Vaniver comments on Open thread, Jan. 19 - Jan. 25, 2015 - Less Wrong

3 Post author: Gondolinian 19 January 2015 12:04AM

You are viewing a comment permalink. View the original post to see all comments and the full post content.

Comments (302)

You are viewing a single comment's thread. Show more comments above.

Comment author: iarwain1 19 January 2015 09:34:52PM 1 point [-]

General question: I've read somewhere that there's a Bayesian approach to at least partially justifying simplicity arguments / Occam's Razor. Where can I find a good accessible explanation of this?

Specifically: Say you're presented with a body of evidence and you come up with two sets of explanations for that evidence. Explanation Set A consists of one or two elegant principles that explain the entire body of evidence nicely. Explanation Set B consists of hundreds of separate explanations, each one of which only explains a small part of the evidence. Assuming your priors for each individual explanation is about equal, is there a Bayesian explanation for our intuition that we should bet on Explanation Set A?

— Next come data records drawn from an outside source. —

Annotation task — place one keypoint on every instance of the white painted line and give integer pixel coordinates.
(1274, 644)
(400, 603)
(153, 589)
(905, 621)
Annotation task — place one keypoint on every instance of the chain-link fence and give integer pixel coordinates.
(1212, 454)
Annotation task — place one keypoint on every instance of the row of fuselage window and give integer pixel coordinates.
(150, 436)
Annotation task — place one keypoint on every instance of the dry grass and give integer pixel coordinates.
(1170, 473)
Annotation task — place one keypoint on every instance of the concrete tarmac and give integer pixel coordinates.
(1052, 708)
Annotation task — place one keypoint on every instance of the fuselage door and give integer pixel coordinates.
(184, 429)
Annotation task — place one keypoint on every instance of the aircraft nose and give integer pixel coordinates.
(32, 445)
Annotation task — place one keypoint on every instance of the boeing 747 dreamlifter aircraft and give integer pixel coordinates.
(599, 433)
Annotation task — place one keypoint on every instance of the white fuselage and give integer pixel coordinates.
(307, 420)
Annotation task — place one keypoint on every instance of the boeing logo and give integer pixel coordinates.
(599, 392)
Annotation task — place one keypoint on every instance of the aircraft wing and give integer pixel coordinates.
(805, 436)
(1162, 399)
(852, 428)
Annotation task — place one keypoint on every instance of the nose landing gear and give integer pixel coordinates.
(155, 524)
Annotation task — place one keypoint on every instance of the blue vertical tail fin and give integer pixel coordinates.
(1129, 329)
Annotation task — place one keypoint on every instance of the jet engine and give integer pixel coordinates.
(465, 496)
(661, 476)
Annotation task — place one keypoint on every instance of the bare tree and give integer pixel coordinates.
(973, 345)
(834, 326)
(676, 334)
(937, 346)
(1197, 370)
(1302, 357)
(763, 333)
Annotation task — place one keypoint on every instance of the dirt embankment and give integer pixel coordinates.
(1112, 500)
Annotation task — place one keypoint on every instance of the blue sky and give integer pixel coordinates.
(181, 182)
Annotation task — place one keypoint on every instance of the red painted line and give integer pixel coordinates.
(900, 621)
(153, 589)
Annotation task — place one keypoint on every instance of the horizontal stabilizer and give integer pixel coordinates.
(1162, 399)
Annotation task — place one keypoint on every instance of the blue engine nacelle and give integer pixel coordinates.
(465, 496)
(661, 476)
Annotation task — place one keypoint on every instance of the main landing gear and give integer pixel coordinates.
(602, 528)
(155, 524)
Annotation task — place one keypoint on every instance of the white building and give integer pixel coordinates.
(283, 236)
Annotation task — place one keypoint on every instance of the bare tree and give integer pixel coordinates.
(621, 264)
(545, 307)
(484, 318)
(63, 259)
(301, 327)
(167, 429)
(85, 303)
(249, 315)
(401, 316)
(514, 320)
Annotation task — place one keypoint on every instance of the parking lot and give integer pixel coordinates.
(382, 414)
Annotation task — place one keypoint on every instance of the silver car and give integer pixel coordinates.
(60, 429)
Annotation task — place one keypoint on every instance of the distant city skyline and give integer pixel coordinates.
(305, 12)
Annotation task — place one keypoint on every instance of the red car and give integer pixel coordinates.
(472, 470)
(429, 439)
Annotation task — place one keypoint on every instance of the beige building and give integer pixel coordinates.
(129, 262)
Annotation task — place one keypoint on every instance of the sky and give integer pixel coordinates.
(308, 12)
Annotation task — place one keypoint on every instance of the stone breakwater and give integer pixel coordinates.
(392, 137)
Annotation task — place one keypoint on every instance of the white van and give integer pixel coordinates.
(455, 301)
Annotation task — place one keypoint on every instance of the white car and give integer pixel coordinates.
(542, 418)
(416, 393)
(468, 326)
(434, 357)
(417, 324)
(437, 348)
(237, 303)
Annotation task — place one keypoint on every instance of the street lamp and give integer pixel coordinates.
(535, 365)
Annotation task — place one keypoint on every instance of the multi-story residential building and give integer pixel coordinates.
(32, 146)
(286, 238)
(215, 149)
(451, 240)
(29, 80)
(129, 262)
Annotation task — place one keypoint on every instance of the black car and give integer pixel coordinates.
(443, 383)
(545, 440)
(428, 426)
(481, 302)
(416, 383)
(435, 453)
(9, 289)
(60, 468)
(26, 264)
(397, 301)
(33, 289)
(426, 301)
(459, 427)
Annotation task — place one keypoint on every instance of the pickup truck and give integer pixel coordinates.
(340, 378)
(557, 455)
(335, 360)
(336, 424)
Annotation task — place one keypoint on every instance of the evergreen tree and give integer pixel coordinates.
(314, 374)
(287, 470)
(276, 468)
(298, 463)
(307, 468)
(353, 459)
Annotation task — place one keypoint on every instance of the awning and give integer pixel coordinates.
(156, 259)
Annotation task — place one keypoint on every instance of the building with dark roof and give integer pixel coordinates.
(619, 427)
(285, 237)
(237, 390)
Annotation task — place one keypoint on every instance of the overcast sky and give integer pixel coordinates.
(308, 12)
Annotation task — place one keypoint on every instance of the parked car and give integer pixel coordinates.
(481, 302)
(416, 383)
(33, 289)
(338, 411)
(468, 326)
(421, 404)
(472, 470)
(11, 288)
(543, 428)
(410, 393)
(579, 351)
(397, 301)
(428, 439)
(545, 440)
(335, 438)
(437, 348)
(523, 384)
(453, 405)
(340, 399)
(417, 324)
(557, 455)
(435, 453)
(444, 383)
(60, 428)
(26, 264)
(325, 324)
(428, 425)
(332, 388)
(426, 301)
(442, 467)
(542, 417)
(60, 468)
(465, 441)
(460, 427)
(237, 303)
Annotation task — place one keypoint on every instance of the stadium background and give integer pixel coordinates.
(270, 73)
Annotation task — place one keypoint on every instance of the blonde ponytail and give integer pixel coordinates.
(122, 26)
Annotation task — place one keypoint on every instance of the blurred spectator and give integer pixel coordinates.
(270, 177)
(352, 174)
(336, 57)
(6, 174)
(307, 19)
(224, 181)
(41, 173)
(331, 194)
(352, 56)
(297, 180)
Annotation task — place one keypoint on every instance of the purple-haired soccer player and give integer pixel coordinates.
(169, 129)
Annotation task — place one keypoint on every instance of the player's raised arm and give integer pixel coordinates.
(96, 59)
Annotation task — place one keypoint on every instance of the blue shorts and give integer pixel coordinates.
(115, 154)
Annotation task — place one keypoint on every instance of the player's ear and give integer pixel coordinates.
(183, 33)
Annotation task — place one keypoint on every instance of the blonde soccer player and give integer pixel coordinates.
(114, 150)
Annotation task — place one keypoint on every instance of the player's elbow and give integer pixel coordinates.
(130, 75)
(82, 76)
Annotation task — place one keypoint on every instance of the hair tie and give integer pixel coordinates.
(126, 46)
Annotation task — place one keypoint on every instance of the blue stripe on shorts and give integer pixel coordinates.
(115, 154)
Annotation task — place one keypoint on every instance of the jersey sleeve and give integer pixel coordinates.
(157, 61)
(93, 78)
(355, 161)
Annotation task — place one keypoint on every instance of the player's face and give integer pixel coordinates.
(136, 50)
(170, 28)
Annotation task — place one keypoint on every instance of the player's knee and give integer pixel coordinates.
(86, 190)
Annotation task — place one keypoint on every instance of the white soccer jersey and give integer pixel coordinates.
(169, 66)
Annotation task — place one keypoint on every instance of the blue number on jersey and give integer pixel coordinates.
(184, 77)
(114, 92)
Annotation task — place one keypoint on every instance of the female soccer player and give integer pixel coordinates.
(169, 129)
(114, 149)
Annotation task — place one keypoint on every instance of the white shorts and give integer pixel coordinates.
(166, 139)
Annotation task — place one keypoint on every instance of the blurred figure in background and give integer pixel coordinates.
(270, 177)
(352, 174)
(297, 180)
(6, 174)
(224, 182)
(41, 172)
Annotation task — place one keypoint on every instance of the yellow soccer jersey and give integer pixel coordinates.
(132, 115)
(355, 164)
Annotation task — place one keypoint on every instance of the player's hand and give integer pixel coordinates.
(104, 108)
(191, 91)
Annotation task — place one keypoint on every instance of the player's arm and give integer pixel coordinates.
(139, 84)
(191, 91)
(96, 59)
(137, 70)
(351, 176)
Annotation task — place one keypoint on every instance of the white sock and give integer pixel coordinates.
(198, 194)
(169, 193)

What about if your prior for each individual explanation in Set B is higher than the priors for the explanations in Set A?

Example:

Say you're discussing Bible Criticism with a religious friend who believes in the traditional notion of complete Mosaic authorship but who is at least somewhat open to alternatives. To your friend, the priors for Mosaic authorship are much higher than the priors for a documentary or fragmentary hypothesis. (If you want numbers, say that your friend's priors are .95 in favor of Mosaic authorship.)

Now you present the arguments, many of which (if I understand them correctly) boil down to simplicity arguments:

  • Mosaic authorship requires either a huge number of tortured explanations for individual verses, or it requires saying "we don't know" or "God kept it secret for some reason". Documentary-type hypotheses, on the other hand, postulate a few basic principles and use them to explain virtually everything.
  • Several different lines of local internal evidence often point to exactly the same conclusions. For example, an analysis of the repetitions within a story might lead us to divide up the verses between authors in a certain way, while at the same time an independent stylistic analysis leads us to virtually the same thing. So we again have a single explanation set that resolves multiple sets of difficulties, which again is simpler / more elegant than the alternative of proposing numerous individual explanations to resolve each difficulty, or just throwing up our hands and saying God keeps lots of secrets.

The question is, is your friend justified in rejecting your simplicity-based arguments based on his high priors? What about if his priors were lower, say .6 in favor of Mosaic authorship? What about if he held 50-50 priors?

Comment author: Vaniver 19 January 2015 10:13:45PM 2 points [-]

I think you'll get somewhere by searching for the phrase "complexity penalty." The idea is that we have a prior probability for any explanation that depends on how many terms / free parameters are in the explanation. For your particular example, I think you need to argue that their prior probability should be different than it is.

I think it's easier to give a 'frequentist' explanation of why this makes sense, though, by looking at overfitting. If you look at the uncertainty in the parameter estimates, they roughly depend on the number of sample points per parameter. Thus the fewer parameters in a model, the more we think each of those parameters will generalize. One way to think about this is the more free parameters you have in a model, the more explanatory power you get "for free," and so we need to penalize the model to account for that. Consider the Akaike information criterion and Bayesian information criterion.